Apple says its Shazam app has now officially surpassed over 100 billion song recognitions since it launched. To help put that into perspective:
- That’s equivalent to 12 songs identified for every person on Earth.
- A person would need to use Shazam to identify a song every second for 3,168 years to reach 100 billion.
- That’s more than 2,200x the number of identifications of Shazam’s top song ever, “Dance Monkey,” with over 45 million tags.
- Shazam Predictions 2023 alum Benson Boone’s “Beautiful Things” was the first track released this year to hit 10 million recognitions, and the fastest, doing so in 178 days. At that pace, it would take more than 4,800 years for it to hit 100 billion.

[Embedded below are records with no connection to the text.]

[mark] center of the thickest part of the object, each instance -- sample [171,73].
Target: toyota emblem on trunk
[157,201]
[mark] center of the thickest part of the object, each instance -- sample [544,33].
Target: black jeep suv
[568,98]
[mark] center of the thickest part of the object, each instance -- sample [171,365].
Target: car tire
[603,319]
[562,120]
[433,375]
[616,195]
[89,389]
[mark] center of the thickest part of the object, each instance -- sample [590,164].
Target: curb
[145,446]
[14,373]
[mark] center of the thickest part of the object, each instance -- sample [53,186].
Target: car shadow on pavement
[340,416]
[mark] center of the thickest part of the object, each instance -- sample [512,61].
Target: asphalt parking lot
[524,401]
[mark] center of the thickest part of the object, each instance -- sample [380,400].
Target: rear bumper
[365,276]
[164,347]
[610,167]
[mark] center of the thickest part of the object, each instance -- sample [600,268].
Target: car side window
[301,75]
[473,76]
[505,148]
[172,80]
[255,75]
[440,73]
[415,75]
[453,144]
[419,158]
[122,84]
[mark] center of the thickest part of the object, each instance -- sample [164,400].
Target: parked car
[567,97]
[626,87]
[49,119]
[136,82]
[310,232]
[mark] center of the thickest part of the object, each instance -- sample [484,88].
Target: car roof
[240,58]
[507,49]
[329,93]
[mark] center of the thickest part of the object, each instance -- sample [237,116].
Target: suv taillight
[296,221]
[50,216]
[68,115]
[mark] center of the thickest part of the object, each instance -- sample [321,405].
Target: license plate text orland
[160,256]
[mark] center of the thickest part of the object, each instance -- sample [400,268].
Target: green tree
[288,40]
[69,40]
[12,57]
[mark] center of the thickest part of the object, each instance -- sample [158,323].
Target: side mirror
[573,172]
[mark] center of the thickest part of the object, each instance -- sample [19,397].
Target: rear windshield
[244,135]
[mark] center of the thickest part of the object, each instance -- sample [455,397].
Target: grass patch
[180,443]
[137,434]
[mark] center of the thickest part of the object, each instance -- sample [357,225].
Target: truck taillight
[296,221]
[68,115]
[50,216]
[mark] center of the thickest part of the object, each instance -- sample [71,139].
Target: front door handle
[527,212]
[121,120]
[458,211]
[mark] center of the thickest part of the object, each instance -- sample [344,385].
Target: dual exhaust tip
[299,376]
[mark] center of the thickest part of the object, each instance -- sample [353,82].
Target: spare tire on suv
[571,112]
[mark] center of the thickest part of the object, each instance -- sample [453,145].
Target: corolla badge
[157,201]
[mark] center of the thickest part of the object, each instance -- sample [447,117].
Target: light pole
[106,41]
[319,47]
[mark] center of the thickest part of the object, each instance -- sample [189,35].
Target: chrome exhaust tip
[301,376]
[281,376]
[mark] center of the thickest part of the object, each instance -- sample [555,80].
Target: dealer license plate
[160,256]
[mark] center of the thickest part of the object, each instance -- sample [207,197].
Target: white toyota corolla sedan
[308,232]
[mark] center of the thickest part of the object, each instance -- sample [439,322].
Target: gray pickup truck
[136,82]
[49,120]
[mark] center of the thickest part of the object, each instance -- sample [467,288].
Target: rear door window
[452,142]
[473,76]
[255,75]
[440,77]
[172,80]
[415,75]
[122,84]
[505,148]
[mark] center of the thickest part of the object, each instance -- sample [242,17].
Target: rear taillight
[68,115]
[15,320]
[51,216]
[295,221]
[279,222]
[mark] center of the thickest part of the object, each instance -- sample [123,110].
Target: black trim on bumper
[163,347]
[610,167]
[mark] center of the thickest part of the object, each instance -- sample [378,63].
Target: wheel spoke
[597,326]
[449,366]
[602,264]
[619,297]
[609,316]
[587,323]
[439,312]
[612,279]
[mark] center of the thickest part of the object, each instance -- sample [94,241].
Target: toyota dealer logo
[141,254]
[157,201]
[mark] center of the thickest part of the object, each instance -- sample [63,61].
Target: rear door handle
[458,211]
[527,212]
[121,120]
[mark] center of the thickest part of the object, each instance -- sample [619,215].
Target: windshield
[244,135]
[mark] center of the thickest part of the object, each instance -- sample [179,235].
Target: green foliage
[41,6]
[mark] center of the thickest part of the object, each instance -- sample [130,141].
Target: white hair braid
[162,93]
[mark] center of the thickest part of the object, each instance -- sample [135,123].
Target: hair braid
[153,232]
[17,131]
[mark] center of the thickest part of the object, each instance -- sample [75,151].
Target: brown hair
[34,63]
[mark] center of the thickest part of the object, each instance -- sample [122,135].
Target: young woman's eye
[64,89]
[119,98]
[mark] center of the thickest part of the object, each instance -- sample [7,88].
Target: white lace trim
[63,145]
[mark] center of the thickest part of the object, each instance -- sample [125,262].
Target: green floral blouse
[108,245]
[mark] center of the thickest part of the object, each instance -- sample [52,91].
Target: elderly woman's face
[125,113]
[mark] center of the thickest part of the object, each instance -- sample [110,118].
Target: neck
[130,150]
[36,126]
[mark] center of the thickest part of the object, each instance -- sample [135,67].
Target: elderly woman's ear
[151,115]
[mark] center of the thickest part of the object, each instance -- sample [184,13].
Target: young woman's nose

Shazam launched in 2002 as an SMS service in the UK, and back then, music fans would dial 2580, hold up their phones to identify music, and receive the song name and artist via text message. Shazam’s following and influence continued to grow in the years that followed, but it was the 2008 debut of the App Store and introduction of Shazam’s iOS app that brought its music recognition technology to millions of users, says Oliver Schusser, Apple’s vice president of Apple Music and Beats. By the summer of 2011, Shazam had already recognized over one billion songs.
It’s available as a standalone app and as a built-in feature on the iPhone and iPad.